Azure’s wine list was put together by master of wine Sandy Block, and it’s extensive but not cheap. If you like merlot, the list has a dozen from California ($38–$140), and also some St. Emilions from Bordeaux. With red meat and seafood, I like Beaujolais, and the 2000 Juliénas from Potel-Aviron ($40) is true to type (red, strawberry-fruity, light), but with extra elegance and finesse. Black and herbal teas ($4.50) are made loose-leaf in a china pot.

Our desserts were all over the top, though still within shouting range of the top. Four crème brûlées ($8) are just that, a glass plate with four indentations, each holding a two-bite crème brûlée, in the flavors of cinnamon, nutmeg, ginger, and caramel. This must be a fun taste test for some diners, but I would have preferred the chef to commit to one style. Warm pear soup with gingerbread doughnuts ($8) seems doubly pointless. The gingery soup is just soupy; the doughnut and doughnut hole, mere doughnuts. The plate comes with a small butter cookie with a little pyramid of ice cream on it. Maybe it’s like the doll house in Edward Albee’s play Tiny Alice, a kind of voodoo doll of the whole hotel.

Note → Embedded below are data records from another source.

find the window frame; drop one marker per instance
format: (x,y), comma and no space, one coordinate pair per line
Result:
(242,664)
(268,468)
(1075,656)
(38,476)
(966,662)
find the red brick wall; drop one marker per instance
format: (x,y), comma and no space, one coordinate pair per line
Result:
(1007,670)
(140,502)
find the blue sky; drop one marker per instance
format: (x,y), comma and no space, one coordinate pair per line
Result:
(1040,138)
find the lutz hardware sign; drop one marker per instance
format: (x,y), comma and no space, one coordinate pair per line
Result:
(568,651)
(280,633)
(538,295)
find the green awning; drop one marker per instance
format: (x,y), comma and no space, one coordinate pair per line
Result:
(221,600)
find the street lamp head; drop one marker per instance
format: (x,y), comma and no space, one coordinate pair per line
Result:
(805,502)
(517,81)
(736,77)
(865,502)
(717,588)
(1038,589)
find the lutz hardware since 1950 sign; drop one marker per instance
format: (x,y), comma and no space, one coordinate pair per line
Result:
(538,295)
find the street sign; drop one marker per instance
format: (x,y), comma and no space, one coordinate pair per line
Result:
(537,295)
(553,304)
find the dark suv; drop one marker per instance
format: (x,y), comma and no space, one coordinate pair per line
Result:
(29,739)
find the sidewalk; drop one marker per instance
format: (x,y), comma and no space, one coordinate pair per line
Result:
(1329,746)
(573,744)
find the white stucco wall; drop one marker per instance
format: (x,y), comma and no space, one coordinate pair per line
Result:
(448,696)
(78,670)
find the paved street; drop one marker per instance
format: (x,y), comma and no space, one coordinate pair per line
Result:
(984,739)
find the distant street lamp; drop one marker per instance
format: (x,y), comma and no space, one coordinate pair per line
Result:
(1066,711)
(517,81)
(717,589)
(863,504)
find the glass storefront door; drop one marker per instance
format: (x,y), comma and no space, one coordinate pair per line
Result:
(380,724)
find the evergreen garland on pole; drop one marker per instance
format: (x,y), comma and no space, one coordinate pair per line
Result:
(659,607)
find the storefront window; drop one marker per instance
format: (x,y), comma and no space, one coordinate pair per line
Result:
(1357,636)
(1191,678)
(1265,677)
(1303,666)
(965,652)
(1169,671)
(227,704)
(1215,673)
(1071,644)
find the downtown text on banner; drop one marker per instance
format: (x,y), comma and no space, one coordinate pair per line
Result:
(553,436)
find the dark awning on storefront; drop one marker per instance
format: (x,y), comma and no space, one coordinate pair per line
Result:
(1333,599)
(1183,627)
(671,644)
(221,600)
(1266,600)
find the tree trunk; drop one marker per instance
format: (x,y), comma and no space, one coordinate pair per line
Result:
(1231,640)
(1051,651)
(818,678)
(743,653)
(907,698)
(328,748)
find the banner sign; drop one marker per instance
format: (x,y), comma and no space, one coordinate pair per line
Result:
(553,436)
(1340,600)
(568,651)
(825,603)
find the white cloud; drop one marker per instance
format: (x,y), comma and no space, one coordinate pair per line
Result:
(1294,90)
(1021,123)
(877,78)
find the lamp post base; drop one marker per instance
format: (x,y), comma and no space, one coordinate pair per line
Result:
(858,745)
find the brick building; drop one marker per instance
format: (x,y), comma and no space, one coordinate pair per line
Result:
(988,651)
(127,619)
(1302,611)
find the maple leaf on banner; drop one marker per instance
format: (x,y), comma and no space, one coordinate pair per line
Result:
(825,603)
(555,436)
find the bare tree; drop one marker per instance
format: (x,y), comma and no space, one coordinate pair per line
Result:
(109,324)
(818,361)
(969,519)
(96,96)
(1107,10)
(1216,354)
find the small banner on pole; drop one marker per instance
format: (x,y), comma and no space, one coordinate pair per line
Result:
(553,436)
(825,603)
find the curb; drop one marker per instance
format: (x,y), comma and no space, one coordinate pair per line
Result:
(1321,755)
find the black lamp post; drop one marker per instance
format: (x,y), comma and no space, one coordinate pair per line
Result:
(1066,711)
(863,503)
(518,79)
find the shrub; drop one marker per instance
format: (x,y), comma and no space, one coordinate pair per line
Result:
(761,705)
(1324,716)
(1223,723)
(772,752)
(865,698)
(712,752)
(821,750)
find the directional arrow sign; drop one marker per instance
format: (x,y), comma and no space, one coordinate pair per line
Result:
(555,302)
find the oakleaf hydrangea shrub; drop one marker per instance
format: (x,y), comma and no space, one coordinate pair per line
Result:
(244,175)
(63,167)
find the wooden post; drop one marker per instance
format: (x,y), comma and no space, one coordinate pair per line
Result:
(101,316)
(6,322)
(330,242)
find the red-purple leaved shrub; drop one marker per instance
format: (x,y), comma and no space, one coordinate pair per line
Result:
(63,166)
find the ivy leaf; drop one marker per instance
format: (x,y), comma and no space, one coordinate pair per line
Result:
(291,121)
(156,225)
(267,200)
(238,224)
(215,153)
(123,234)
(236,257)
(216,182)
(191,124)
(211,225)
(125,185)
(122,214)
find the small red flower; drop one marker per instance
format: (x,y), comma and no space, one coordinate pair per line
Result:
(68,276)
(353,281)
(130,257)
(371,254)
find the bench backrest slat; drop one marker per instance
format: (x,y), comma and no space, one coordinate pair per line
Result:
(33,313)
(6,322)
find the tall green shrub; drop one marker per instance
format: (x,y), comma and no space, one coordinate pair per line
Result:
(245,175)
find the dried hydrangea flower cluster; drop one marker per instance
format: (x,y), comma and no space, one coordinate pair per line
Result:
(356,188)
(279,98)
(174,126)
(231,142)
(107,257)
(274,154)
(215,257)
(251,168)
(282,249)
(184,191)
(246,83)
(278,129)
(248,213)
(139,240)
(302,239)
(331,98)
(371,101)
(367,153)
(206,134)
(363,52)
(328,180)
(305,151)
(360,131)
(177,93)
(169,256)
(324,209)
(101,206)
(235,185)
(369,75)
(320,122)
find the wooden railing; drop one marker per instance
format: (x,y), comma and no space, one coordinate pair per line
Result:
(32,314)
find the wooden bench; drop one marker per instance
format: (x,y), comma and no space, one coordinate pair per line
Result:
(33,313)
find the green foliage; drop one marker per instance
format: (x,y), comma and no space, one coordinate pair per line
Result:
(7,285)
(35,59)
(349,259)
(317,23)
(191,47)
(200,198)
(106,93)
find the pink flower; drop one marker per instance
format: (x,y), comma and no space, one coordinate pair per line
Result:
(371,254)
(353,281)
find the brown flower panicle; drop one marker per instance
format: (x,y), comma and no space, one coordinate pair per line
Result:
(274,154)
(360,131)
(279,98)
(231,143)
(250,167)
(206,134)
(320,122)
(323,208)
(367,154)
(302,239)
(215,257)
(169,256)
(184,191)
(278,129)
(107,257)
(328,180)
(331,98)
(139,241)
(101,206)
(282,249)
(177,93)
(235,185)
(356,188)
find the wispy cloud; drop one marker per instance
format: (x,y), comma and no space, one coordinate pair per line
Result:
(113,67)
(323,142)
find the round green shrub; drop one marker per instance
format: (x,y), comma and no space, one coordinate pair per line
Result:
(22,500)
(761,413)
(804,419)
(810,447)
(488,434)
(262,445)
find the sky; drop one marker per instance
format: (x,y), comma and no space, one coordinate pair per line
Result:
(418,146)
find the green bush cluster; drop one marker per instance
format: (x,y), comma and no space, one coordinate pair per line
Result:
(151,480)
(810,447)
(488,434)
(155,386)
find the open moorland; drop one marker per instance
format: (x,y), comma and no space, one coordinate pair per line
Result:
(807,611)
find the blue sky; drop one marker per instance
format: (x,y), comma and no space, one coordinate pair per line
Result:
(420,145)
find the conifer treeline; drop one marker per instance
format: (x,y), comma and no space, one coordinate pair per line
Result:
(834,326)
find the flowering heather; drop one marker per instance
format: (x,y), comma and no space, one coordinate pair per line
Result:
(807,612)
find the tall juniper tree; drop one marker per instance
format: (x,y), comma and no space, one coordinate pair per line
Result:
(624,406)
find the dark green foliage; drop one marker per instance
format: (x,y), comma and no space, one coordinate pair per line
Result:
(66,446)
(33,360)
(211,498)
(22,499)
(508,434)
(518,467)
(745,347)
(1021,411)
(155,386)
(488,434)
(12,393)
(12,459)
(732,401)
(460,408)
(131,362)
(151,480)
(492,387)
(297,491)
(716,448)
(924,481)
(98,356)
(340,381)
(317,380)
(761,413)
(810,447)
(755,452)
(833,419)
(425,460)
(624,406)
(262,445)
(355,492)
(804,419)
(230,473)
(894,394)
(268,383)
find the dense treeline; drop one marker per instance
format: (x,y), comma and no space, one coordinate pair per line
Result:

Eggnog assiette ($8) is a postmodern game board of pleasant tastes: a parfait glass of eggnog ice cream and coffee jelly, a few mock cannoli of eggnog cream wrapped in tuile, and a small but very rich piece of cake. Sherbets ($7) are somewhat random. I liked the scoops of buttermilk and banana, but couldn’t work out the flavor of the icy granita. Pear? Apple? With the sherbets comes a standing triangle that seems to be halfway between a scone and a granola bar. Why?

Questions were answered effusively but accurately by our waiters, who seemed to have been coached to explain a lot about the menu. My guess is that Azure’s cuisine will always need a lot of explaining, and it might be easier to do so with the printed menus than through the staff. The mix of innovation and tradition, while hard to sustain, may perhaps be very useful to intergenerational parties.